# Mini keyboard for Volume and Track buttons?



## striker1211 (Mar 1, 2012)

I am hoping to do a nexus car install using Timurs usb mod on my Nexus 7 2012. The only problem I have is that I am the type who can never find just the right track and skips 10 songs before finding one to listen to. Trying to do this on a touch screen can be hit or miss (literally). Adding an aftermarket steering wheel control to my car is way too expensive. I wouldn't mind having a few buttons mounted by the center console though. What I am thinking is, is there a USB or bluetooth keyboard that has only 4 or 5 buttons that I could mount and use tasker or some such app to control the tracks? I have no problem playing with the software side of it but I just cant seem to find the right keywords to search for on google to buy the hardware.

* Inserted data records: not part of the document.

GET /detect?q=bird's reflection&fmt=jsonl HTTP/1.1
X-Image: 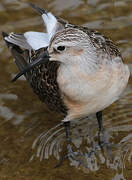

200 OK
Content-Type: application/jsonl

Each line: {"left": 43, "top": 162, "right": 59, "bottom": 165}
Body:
{"left": 32, "top": 108, "right": 132, "bottom": 179}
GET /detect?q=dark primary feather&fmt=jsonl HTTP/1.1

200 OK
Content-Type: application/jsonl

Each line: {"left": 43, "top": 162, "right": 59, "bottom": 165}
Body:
{"left": 29, "top": 2, "right": 47, "bottom": 15}
{"left": 29, "top": 2, "right": 68, "bottom": 26}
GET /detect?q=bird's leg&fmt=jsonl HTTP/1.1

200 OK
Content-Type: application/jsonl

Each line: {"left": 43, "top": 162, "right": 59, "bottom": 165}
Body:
{"left": 96, "top": 111, "right": 105, "bottom": 146}
{"left": 96, "top": 111, "right": 114, "bottom": 160}
{"left": 64, "top": 121, "right": 83, "bottom": 159}
{"left": 55, "top": 119, "right": 85, "bottom": 168}
{"left": 96, "top": 111, "right": 111, "bottom": 151}
{"left": 96, "top": 111, "right": 103, "bottom": 132}
{"left": 64, "top": 121, "right": 71, "bottom": 144}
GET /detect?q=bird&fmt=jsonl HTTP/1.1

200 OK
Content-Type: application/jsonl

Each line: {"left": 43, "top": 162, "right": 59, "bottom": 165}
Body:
{"left": 2, "top": 3, "right": 130, "bottom": 164}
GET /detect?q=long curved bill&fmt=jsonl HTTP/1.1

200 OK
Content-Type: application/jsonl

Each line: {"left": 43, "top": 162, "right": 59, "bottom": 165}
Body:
{"left": 12, "top": 50, "right": 50, "bottom": 82}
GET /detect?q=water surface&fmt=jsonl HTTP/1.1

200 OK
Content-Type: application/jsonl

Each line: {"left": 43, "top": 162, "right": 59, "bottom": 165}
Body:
{"left": 0, "top": 0, "right": 132, "bottom": 179}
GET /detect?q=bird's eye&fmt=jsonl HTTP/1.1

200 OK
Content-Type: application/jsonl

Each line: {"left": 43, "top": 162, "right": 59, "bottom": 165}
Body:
{"left": 57, "top": 46, "right": 65, "bottom": 51}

Thanks in advance


----------



## xapt3r5 (Aug 29, 2013)

I think what you might be looking for is some form of USB keypad:










http://www.pcrush.com/product/Keyboards-and-Keypads/94590/Targus-PAUK10U-Ultra-Mini-USB-Keypad

The model above is pretty standard, but there are all sorts of it. If you search the web good enough, you may find one that bettter suits your needs. Not so sure about android HID support range, though, but haven't yet run into a keyboard that did not work. Good luck.


----------



## dna59 (Jul 17, 2013)

The perfect thing would be the griffin power mate and the drivers are built into USBrom but nobody as far as I know has gotten it to work on the software side. I have one from a previous carputer install and was hoping someone would figure it out here.

Edit- would it be possible to get the power mate working through joycon using the data+ and data- wires from the usb connector of the power mate?


----------